私の心は興味で疑問だらけになった。気が付くと私の目は、石碑を勝手に可視していた。
数分前の光景を何気なく見ていて、ぎくりとなった。私は嫌な予感を感じながら、その残留思念を巻き戻していく。事実を知るなら、早く知らなければならない。でないと――。心臓の鼓動が早くなり警告音を鳴らしている。

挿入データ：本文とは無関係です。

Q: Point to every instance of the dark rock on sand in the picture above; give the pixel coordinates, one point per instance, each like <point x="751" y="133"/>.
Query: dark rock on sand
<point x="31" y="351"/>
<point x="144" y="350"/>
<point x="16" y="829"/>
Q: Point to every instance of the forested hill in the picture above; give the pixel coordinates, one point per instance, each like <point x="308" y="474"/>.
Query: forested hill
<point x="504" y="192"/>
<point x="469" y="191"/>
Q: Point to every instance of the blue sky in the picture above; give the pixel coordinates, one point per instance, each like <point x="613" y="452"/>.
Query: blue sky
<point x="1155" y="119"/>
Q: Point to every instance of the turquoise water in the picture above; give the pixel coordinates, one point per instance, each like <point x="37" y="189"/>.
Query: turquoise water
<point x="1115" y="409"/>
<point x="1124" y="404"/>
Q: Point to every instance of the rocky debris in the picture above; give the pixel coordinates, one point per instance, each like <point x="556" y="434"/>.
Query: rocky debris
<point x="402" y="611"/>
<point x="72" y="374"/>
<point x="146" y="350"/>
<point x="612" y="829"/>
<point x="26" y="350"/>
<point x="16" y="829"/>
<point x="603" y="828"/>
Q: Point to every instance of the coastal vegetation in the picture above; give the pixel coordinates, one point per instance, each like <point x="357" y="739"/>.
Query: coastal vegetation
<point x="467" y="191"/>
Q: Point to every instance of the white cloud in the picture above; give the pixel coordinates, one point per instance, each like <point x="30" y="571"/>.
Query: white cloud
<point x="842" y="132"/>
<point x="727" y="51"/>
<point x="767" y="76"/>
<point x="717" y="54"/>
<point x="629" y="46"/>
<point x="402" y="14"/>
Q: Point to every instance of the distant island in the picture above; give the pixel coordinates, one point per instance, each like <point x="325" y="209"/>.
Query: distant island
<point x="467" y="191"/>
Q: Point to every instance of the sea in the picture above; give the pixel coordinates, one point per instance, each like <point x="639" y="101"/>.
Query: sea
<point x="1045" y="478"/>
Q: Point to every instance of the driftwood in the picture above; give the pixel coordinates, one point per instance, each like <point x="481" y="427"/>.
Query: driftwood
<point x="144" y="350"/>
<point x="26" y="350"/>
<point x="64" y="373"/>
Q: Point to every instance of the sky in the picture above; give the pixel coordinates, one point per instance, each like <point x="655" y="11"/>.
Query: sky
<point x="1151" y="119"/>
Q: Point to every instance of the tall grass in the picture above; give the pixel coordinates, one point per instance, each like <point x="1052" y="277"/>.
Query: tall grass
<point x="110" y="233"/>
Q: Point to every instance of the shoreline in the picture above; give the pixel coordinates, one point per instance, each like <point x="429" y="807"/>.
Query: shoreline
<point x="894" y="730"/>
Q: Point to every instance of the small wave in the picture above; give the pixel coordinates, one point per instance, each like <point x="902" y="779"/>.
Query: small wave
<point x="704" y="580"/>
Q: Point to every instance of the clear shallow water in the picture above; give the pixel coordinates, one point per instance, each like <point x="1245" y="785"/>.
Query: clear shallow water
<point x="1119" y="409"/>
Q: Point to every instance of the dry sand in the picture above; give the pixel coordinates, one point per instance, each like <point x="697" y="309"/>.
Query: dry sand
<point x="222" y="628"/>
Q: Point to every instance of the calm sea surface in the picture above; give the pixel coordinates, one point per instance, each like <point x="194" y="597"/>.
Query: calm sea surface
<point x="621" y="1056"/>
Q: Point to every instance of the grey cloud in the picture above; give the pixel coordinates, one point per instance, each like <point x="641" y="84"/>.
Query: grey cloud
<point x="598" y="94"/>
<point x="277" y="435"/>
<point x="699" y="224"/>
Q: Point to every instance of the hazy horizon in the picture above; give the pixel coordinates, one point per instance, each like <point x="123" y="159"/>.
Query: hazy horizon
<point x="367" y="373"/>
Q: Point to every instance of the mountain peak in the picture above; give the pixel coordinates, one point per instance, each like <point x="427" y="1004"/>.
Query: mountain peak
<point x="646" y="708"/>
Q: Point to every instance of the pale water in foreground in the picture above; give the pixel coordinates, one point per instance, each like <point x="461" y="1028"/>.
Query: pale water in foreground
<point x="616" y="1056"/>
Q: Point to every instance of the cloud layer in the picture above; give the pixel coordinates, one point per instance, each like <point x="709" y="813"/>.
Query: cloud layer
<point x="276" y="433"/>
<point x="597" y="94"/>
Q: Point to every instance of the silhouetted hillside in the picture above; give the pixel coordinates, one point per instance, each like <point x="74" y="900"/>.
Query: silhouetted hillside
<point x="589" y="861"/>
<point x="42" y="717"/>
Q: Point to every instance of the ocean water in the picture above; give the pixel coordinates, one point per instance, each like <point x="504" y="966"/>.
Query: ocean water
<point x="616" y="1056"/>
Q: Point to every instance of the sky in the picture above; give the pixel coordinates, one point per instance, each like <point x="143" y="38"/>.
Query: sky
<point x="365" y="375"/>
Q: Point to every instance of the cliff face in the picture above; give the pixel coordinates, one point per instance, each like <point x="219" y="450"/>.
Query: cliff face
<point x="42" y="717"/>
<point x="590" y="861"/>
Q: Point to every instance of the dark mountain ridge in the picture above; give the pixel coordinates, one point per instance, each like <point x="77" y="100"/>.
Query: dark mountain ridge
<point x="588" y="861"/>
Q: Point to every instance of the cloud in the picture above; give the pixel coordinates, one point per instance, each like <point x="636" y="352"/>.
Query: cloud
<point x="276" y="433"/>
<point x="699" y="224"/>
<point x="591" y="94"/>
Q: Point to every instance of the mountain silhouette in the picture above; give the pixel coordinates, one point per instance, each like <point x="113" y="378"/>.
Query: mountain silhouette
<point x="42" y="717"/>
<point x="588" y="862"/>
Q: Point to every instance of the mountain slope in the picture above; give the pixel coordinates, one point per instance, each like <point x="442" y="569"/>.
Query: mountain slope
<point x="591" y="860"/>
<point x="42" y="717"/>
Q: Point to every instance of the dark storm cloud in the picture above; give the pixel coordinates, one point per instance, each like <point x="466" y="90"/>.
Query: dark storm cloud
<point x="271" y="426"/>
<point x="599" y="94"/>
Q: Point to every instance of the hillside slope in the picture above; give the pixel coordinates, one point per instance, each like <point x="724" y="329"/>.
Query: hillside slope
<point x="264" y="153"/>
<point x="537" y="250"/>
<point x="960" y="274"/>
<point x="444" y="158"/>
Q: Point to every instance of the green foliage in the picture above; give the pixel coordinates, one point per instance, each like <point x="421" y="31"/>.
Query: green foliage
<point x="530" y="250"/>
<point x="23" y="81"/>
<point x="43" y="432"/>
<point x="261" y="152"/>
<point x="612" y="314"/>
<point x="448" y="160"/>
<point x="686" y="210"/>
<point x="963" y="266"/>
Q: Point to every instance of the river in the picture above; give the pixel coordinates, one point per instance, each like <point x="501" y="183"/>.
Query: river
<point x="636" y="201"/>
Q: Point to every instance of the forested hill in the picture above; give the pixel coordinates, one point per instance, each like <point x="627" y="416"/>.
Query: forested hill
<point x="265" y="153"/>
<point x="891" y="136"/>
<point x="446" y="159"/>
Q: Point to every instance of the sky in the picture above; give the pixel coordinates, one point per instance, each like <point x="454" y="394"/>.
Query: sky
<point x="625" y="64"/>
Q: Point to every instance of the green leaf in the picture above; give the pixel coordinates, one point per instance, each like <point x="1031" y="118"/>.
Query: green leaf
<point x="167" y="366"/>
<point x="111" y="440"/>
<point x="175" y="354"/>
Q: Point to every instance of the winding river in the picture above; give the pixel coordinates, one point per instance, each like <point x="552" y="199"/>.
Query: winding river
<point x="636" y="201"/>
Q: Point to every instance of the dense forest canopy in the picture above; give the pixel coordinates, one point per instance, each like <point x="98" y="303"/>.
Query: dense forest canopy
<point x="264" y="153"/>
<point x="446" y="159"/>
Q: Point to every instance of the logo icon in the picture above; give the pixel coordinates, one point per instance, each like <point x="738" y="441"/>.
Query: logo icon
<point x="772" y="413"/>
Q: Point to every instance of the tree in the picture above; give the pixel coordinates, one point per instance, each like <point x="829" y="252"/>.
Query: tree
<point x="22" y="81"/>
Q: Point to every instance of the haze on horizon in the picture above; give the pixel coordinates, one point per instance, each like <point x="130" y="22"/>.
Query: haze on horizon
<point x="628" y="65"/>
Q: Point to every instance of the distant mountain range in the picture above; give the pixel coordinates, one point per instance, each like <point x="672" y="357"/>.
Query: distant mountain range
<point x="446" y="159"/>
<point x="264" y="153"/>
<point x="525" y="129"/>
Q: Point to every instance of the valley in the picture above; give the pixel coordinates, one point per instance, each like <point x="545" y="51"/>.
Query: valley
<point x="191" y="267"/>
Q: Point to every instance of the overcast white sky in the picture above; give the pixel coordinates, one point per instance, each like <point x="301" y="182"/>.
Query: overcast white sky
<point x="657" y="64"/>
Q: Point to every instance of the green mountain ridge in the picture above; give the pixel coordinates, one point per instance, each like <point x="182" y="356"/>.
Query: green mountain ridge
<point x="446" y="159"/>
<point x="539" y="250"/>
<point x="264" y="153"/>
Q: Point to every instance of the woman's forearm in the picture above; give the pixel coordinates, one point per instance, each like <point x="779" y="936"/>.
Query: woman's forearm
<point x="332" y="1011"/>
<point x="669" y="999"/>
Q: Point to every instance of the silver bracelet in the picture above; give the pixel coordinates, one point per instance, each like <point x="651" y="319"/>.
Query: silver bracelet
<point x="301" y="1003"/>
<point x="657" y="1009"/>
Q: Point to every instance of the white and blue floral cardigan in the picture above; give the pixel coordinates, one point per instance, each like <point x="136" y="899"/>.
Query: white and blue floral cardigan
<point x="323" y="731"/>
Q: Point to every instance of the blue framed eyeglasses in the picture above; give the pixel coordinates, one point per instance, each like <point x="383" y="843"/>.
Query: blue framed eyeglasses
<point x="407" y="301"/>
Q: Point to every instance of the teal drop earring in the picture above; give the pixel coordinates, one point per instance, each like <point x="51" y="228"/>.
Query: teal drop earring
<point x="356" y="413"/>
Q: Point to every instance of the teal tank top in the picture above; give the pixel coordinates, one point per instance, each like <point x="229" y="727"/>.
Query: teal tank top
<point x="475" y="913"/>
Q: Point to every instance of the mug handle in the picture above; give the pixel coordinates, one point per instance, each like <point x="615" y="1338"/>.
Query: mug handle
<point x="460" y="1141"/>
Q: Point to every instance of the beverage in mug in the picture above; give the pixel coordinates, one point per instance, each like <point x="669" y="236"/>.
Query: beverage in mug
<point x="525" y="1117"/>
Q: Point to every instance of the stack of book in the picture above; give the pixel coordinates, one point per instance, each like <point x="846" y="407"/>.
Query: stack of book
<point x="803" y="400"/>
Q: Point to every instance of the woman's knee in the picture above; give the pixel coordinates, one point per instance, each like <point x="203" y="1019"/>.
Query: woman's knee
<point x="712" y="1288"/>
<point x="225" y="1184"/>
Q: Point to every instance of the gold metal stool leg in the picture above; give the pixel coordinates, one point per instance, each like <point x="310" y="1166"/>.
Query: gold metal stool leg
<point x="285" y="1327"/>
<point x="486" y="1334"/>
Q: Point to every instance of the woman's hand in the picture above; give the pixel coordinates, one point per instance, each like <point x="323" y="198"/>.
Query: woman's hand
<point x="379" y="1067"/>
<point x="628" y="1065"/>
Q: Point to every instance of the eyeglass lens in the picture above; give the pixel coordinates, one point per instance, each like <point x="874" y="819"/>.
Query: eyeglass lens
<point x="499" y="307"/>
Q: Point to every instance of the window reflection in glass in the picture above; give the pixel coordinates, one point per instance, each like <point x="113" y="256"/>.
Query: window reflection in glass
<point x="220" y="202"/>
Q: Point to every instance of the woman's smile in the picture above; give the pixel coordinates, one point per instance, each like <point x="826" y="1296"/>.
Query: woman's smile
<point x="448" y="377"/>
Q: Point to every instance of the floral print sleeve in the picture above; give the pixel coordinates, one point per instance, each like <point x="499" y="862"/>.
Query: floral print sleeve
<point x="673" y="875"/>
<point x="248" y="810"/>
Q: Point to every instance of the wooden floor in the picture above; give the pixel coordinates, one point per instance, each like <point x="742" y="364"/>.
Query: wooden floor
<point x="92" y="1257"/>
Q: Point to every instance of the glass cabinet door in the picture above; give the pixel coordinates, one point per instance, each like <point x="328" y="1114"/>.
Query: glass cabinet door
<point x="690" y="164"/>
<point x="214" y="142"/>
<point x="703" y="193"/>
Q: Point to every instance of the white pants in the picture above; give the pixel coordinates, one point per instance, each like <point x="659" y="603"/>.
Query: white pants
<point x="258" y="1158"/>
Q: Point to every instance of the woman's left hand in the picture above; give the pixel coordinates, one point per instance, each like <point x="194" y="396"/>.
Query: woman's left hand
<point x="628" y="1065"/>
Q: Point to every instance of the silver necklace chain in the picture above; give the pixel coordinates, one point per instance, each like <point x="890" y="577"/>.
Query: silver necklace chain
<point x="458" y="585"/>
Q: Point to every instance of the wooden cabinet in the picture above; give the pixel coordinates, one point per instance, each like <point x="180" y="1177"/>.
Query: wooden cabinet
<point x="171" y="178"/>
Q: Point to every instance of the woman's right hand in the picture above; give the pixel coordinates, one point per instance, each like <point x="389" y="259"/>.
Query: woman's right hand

結論から言うと、私たちが訪れた場所は間違ってはいなかった。
目の前に展開される半透明の残留思念がそれを告げている。
数分前、森の中央に伸びる光の柱があった。
『おおお! ついに、妖魔王のグリードンが目覚める時が来た! お目覚めください! グリードン様ァァァ!』
光の柱が消え、ハイエナのファナティルの前に、重そうな甲冑を身にまとった長身の男が現れた。長い銀髪を垂らした美形であるが、目は赤く、犬歯がやけに長くて吸血鬼のようだった。彼は長いマントを翻した。
『お前か、余を目覚めさせたのは……』
『はっ! 左様でございます!』
ハイエナのファナティルは恭しく一礼した。
妖精王グリードンは手を斜めに降る。瞬間、ファナティルの笑顔が消えた。
『えっ? 何故ですか! グリードン様ァァァァ!』
ファナティルは嘆きながら光の粒をまき散らし消滅した。グリードンに存在を消されたのだ。
妖魔王グリードンは冷めた目でそれを見るが、無表情のままだ。
傍に落ちている封印鏡を拾い上げた。
『余計なことを……』
妖魔王グリードンは、苦々しく呟きながら封印鏡を懐に仕舞った。
『妖魔王グリードン!』
その時、複数の影が森のひらけた場所に舞い降りた。